Department of Biostatistics Seminar/Workshop Series
When Death was Not the Outcome of Interest: Communicating a match between longitudinal data analysis methods and research aims when follow-up is truncated by death
Laura Lee Johnson, PhD
Statistician, Office of Clinical and Regulatory Affairs, National Center for Complementary and Alternative Medicine (NCCAM)
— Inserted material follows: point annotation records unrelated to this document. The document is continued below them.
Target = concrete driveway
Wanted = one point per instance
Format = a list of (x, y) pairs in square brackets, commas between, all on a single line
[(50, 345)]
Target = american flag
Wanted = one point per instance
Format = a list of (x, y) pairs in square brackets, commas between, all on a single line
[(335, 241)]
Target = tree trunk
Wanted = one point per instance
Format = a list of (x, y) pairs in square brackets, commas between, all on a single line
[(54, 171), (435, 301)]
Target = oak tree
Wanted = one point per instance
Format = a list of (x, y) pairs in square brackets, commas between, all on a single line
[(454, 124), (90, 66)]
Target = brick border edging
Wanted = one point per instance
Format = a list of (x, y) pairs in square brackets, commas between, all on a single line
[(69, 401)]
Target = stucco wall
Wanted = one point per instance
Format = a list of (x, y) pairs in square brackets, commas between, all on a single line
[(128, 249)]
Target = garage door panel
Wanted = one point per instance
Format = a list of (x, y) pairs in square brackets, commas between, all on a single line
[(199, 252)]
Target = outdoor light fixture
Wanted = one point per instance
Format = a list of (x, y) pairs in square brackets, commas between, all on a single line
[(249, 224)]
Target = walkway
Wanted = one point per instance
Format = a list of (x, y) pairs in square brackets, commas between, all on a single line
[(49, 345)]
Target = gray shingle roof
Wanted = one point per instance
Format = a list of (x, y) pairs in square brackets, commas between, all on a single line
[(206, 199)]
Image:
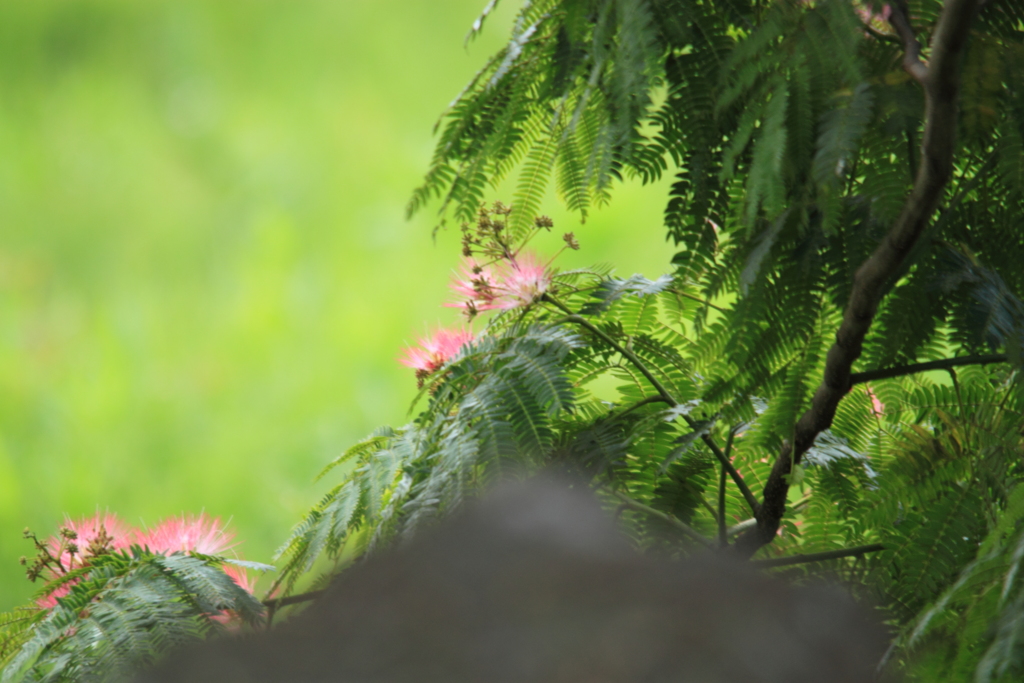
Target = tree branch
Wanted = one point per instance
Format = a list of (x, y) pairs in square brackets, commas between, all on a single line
[(899, 17), (941, 83), (817, 557), (632, 357), (945, 364)]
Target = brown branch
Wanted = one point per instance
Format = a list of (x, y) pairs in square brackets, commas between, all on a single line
[(945, 364), (899, 17), (817, 557), (941, 84)]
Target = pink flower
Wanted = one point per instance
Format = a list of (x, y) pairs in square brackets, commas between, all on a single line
[(434, 351), (187, 534), (519, 281), (103, 528), (88, 536), (526, 281), (479, 288)]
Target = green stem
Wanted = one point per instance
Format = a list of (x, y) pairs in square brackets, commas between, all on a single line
[(632, 357), (678, 523), (817, 557)]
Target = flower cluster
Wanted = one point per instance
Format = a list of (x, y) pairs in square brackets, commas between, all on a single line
[(511, 283), (497, 274), (434, 351), (79, 541)]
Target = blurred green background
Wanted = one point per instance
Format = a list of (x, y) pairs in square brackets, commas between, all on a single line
[(206, 274)]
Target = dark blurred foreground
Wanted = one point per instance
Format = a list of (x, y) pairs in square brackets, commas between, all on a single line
[(535, 584)]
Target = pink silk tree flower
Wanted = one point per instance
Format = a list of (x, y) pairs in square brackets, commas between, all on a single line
[(80, 541), (434, 351), (103, 529), (187, 534), (525, 281), (518, 281), (478, 290)]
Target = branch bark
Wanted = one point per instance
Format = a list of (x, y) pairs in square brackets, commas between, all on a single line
[(941, 83), (944, 364)]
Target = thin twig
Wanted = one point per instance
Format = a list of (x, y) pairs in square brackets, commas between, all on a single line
[(817, 557), (899, 17), (678, 523), (723, 539), (632, 357), (278, 603), (945, 364), (739, 527)]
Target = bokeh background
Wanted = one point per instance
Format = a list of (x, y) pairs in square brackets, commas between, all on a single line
[(206, 274)]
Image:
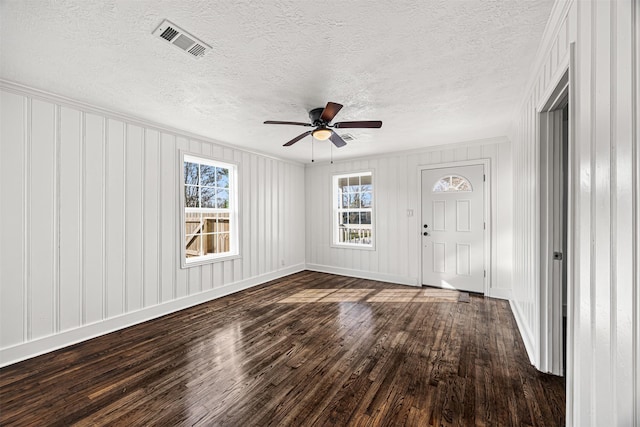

NIH US Department of Health and Human Services
Wednesday, May 21, 1:30-2:30pm, MRBIII Conference Room 1220
Intended Audience: Persons interested in applied statistics, statistical theory, epidemiology, health services research, clinical trials methodology, statistical computing, statistical graphics, R users or potential users
Distinguishing data missing due to death and other forms of nonresponse has been mentioned in many contexts. Without care, standard statistical analysis methods may yield answers that are not in line with study aims. Every model provides an answer, but is it to the question patients, clinicians, and researchers want answered? Unconditional models, such as random effects models, may implicitly impute data beyond time of death. Fully conditional models are effective for describing individual trajectories in terms of aging or dying. Partly conditional models reflect average response in survivors at a given time point rather than individual trajectories. Joint models of survival and response describe the evolving health status of the entire cohort. None of the models are inherently wrong, but each one may be the wrong way to accommodate deaths consistent with research aims and clinically important questions. Those reading research articles and analysis plans need to be vigilant of the subtle impact analysis differences may have on study results and their relevance in answering patient questions.